Das Wort «Streit» ist bei vielen Menschen negativ belegt. «Hört auf zu streiten», sagen die Eltern oder die Lehrpersonen. Doch Streit in Form einer sorgfältigen Auseinandersetzung über unterschiedliche Bedürfnisse, ohne Abwertungen und im beiderseitigen Bemühen, einander zu verstehen – davon sollte es viel mehr geben. Konflikte dagegen sind destruktiv. Um einen Ausweg zu finden, muss man allerdings erst mal erkennen, dass man in einem Konflikt feststeckt.
Lang andauernde und heftige Konflikte tun niemandem gut. Sie kränken, verschlechtern das Selbstwertgefühl und schaden der Paarbeziehung. Aber es sind gar nicht immer nur starke Konflikte, die Trennungsgedanken aufkommen zu lassen. Gleich unten werden einige Situationen im ganz normalen Alltag beschrieben, in denen Trennungsgedanken auftauchen können. Vielleicht trifft bei Ihnen ja einer dieser Sätze ins Schwarze. Dann können Sie auch zuerst zum angegebenen Kapitel blättern. Vielleicht haben Sie anschliessend Lust, die ergänzenden Kapitel ebenfalls zu lesen.
Beispiele von Situationen, die Trennungsgedanken hervorrufen können
Sie verstehen die Frauen bzw. die Männer grundsätzlich nicht.
Der Mann wäre okay, aber er ist ein Mamasöhnchen.
Ich mag einfach nicht mehr, Reden macht alles nur noch schlimmer.
Wir hatten es doch so schön, aber jetzt will sie alles verändern.
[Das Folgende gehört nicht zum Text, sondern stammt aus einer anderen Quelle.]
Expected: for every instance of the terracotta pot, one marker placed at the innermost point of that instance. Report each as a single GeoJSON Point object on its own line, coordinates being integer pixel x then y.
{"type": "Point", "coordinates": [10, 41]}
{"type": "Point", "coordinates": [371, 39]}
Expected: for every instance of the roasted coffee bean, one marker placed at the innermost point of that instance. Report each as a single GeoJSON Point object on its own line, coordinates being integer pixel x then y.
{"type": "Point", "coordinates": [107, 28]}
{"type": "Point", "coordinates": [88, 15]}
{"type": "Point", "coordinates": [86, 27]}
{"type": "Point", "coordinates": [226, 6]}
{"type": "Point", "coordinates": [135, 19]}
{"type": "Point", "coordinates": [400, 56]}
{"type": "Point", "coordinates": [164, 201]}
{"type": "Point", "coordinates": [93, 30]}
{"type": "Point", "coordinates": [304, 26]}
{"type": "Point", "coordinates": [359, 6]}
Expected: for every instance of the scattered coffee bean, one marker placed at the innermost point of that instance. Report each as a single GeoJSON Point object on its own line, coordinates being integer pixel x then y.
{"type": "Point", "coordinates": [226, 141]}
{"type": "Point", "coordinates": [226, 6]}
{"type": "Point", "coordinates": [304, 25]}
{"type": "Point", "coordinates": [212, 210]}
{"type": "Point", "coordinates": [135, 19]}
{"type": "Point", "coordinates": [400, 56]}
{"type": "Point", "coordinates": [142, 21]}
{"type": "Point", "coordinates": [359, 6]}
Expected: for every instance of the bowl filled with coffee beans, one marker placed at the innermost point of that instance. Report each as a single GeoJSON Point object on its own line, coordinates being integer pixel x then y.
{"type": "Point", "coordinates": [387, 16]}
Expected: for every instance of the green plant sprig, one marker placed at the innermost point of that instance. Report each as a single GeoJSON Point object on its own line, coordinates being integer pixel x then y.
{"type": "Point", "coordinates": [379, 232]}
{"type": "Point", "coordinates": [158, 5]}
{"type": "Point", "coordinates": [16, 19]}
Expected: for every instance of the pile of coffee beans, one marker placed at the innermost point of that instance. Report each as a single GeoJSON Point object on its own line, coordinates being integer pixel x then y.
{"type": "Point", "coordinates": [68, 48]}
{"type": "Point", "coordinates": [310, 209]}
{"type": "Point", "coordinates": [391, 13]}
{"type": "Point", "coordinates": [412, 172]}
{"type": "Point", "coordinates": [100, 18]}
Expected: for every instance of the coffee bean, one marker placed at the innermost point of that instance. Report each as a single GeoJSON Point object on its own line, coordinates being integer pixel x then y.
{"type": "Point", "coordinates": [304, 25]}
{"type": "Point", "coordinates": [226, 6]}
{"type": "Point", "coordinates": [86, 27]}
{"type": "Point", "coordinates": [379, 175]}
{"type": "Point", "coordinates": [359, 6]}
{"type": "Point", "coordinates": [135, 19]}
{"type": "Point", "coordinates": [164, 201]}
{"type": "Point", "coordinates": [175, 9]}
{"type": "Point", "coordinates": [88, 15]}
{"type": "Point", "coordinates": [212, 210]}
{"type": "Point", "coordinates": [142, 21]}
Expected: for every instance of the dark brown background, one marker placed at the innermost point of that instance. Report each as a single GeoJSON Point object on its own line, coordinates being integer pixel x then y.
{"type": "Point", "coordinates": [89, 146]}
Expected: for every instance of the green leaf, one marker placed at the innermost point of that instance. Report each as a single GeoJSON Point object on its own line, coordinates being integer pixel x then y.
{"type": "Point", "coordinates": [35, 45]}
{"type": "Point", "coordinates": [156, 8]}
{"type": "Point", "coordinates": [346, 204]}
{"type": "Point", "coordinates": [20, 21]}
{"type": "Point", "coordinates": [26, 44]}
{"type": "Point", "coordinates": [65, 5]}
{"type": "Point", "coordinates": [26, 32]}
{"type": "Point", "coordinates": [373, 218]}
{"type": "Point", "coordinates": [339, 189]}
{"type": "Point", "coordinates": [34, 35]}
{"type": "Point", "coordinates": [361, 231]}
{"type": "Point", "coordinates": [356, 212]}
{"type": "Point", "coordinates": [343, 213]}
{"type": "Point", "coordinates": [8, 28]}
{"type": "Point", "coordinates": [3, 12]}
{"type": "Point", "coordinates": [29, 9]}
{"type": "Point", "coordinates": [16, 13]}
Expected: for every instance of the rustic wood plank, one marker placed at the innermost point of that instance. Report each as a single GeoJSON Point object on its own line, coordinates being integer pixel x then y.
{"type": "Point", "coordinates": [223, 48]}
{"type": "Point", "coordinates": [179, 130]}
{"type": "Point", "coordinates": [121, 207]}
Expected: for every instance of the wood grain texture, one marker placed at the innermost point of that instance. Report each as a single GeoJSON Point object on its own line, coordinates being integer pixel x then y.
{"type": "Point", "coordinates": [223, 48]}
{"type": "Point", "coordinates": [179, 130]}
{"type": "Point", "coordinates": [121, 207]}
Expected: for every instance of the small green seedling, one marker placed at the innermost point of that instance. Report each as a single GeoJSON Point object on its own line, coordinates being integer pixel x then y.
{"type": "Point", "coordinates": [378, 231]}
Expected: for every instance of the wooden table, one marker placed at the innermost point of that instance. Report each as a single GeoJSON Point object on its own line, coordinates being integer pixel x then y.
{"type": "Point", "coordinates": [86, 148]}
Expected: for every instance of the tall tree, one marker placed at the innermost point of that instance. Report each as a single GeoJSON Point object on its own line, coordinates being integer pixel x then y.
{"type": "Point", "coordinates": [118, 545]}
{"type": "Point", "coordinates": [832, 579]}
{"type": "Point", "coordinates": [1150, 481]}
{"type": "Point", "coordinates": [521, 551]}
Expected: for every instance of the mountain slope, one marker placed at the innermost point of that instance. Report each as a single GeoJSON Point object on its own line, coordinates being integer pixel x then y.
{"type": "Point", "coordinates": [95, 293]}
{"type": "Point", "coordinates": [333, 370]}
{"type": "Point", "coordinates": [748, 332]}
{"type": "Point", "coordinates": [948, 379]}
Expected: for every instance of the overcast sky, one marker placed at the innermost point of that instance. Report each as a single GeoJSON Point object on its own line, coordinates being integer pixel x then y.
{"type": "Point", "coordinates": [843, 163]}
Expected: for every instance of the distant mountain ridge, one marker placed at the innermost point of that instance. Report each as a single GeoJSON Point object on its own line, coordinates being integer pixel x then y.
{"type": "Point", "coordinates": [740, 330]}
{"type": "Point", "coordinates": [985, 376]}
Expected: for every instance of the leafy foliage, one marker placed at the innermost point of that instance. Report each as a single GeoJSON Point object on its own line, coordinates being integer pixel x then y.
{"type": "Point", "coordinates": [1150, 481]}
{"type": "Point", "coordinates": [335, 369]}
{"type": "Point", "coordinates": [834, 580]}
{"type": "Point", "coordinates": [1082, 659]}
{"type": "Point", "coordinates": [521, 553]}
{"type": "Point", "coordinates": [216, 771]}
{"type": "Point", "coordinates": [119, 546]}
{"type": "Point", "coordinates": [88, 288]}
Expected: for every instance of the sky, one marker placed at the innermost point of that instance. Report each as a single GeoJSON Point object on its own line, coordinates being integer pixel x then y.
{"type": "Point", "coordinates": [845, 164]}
Der Beruf ist ihm wichtiger als die Kinder.
Sie hat nur noch die Kinder im Kopf.
Sie schläft nicht mehr mit mir, also hat sie mich auch nicht gern.
Er hat überhaupt keine Lust auf Freizeitgestaltung, ist immer müde.
→ Lesen Sie weiter in Kapitel 2, «Einfluss von Umfeld und Paar-dynamik auf die Beziehung» (Seite 51).
Sie ist an allem schuld, mit einer andern Frau wäre es viel besser.
Wenn er seine Kindheit aufarbeiten würde, wäre er ein toller Mann.
Er hört mir einfach nie zu, Reden bringt nichts.
→ Lesen Sie weiter in Kapitel 3, «Ihr persönlicher Einfluss auf die Beziehung» (Seite 79).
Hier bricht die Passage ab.